[Convelio x Valerie Bach] Episode 4 - Portrait of Valerie Bach

[Convelio x Valerie Bach] Episode 4 - Portrait of Valerie Bach

Valérie, you now have an exceptional space in Ixelle, could you tell me about yourself, your background and how you came to create a space in Belgium, you who are French?

Passionate about art, I learned everything on the job. Indeed, I don't come from an academic background in art history but from a business school. After my studies, chance led me to work in a Parisian gallery. It was work and encounters that allowed me to open my own space. The job of gallery owner cannot be learned from books, it's very complex, it's a passion, it requires a lot of investment, empathy and psychology. You have to manage a big family on a daily basis: artists and collaborators.

Could you tell me about this place "La Patinoire Royale" that you have transformed into a space for contemporary art?

La Patinoire royale, or "Royal Skating Rink" as it was then called by the people of Brussels, was built in 1877, is in the heart of the Saint-Gilles district. The building, which originally housed roller skaters, was converted into a Bugatti garage in 1900. Five years later, it was used as a depot for the National War Weapons Factory in Herstal. After the Second World War, the ice rink was again used as a garage by the company Siemens and then, in 1975, as an exhibition space for vintage cars. In 2007, seduced by the architectural and historical strength of the place, I wished to bring it back to life, which had been abandoned since the 2000s. The architect Jean-Paul Hermant and the interior designer Pierre Yovanovitch were in charge of the renovation of the space, and it was after 7 years of work that we were able to inaugurate the place.

You seem to have a rather committed curatorial line, could you describe to me your selection process in terms of the artists represented?

It's an atypical place for an atypical programming. First of all, women artists: for example, the current exhibition “American Women” gives voice to 16 visual artists questioning the role of women and their relationship to the body in the public versus private spheres, the determination due to gender and origins, and more generally the issue of discrimination on which the journalist Gloria Steinem has worked a lot. I have also exhibited twice Alice Anderson, who explores several mediums such as wire and copper to memorize objects and places in the form of conceptual and minimalist totems. Most recently in the exhibition Sacred Gestures in Data Worlds, she adapts her reflection on memory in the context of our digital age.

Monumentality

Then I would say “monumentality”, for example, Carlos Cruz Diez's "Labyrinthe de Transchromie", which we exhibited in April 2019 at the gallery, then under the nave of the Grand Palais during the Biennale of the same year. There was also the retrospective devoted to the two geniuses of "spatial arrangement" - the French architect and designer Jean PROUVE and the Greek sculptor Vassilakis TAKIS (1925) - for which we reassembled a mobile home by Prouvé in the gallery. Or the creations of the Franco-Luxembourgish tandem Feipel Bechameil, exhibited three times at the gallery and whose creations we saw in Paris, in the heart of the Chapelle du Saint Esprit (75005) during the nuit blanche 2019, a large bell in polyester resin from which came the sacred music of the Seven Deadly Sins, reviewed by the Belgian musician and composer Chris Christoffels.

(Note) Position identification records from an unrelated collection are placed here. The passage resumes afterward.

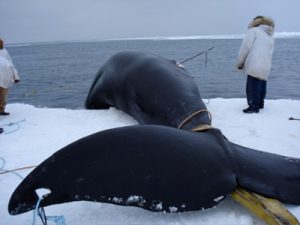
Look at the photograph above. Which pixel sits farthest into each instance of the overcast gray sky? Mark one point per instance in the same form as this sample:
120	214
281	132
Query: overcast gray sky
58	20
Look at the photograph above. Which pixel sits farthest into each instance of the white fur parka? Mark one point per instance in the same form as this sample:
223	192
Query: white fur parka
255	55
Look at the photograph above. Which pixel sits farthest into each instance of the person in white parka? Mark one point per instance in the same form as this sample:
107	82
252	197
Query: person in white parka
8	76
255	59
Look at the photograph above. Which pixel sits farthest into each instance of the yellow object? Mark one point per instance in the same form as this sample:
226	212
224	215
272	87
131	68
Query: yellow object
271	211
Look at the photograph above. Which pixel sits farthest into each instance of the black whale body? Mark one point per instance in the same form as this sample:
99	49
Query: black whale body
158	168
150	88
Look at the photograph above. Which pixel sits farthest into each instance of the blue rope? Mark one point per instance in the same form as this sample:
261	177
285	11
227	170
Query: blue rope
17	124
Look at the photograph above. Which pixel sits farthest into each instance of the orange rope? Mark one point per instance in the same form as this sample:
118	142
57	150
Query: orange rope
192	115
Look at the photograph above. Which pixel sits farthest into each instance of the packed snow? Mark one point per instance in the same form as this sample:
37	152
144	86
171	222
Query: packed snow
33	134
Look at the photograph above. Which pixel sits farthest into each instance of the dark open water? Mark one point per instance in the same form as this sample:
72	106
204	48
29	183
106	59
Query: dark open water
60	74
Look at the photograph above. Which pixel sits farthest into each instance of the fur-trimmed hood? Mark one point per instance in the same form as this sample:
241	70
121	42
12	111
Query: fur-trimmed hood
266	23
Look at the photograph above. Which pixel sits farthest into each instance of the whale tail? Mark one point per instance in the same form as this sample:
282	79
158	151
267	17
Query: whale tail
270	175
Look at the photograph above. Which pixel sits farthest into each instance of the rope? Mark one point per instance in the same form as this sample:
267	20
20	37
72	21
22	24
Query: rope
59	220
188	59
17	169
205	63
292	118
8	171
187	119
17	124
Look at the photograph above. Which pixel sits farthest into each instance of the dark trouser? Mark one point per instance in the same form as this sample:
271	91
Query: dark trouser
3	97
256	92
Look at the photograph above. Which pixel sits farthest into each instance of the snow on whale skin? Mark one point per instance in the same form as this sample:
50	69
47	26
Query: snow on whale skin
157	168
150	88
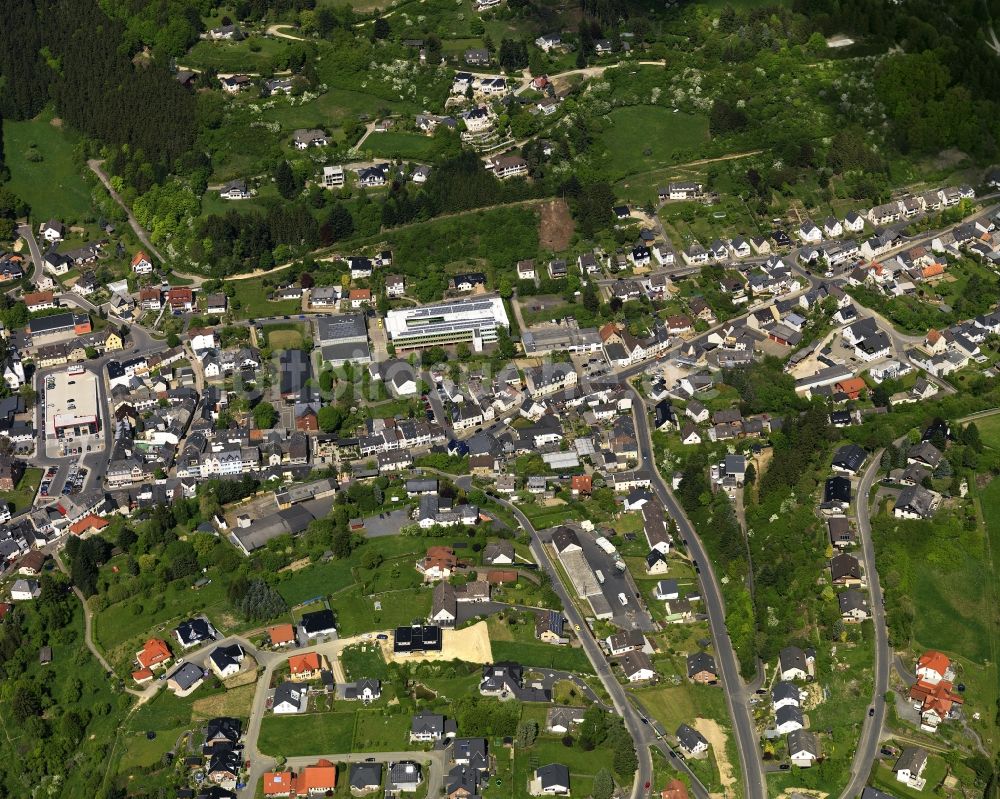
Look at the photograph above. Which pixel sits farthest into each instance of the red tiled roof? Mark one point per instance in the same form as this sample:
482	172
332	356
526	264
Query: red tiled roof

Art cinetique valerie bach

Finally, I am very touched by the strong aesthetic of the works. I choose to exhibit artists who transmit an emotion, and whose work is transcendental. There is a real identity in my programming. I travel, I go to meet the artists, there is a very human, even intimate relationship with them similar to a family. We choose each other, there is a common trust, we don't sign a contract. It's like with the visitors, what is key for me is to give, it's the human relationship, it's to do it with heart. I imagine that this must be felt in our programming.

What do you see as the biggest challenges for a contemporary art gallery today?

To continue to exist. A gallery is like a neighbourhood shop, we have to face the unlimited competition of a globalized market and at the same time we see a revival towards local consumption, as with neighbourhood shops... This crisis at COVID-19 will perhaps help to calm the frenzy of exhibitions and allow us to spend more time on site managing local exhibitions and focusing on discovering new artists and managing relationships with them.

Do you observe any change from your beginnings?

There are undoubtedly more galleries, more exhibitions and an even more mercantile spirit...And at the same time the great debate of "collector versus investor" is not new! We were already talking about it 25 years ago... the only difference is that today everything is going faster! With the evolution of technology and the democratization of access to information on the Internet, collectors no longer come looking for information as they now know almost more than we do. And then the media contribution of digital is crazy! When you think that when I started out, I had to bring in a professional to take photos of the works, it cost a fortune and it took you all day! Then you had to send them to the clients by post.... Today in a few seconds you have already taken and distributed the photo to thousands of people all over the world.

What do you think of the current environmental challenge?

It's an issue that concerns me a lot! We don't realize it, but it's a real threat. Obviously we need to slow down, travel less, avoid flying from one lounge to another and focus on the local!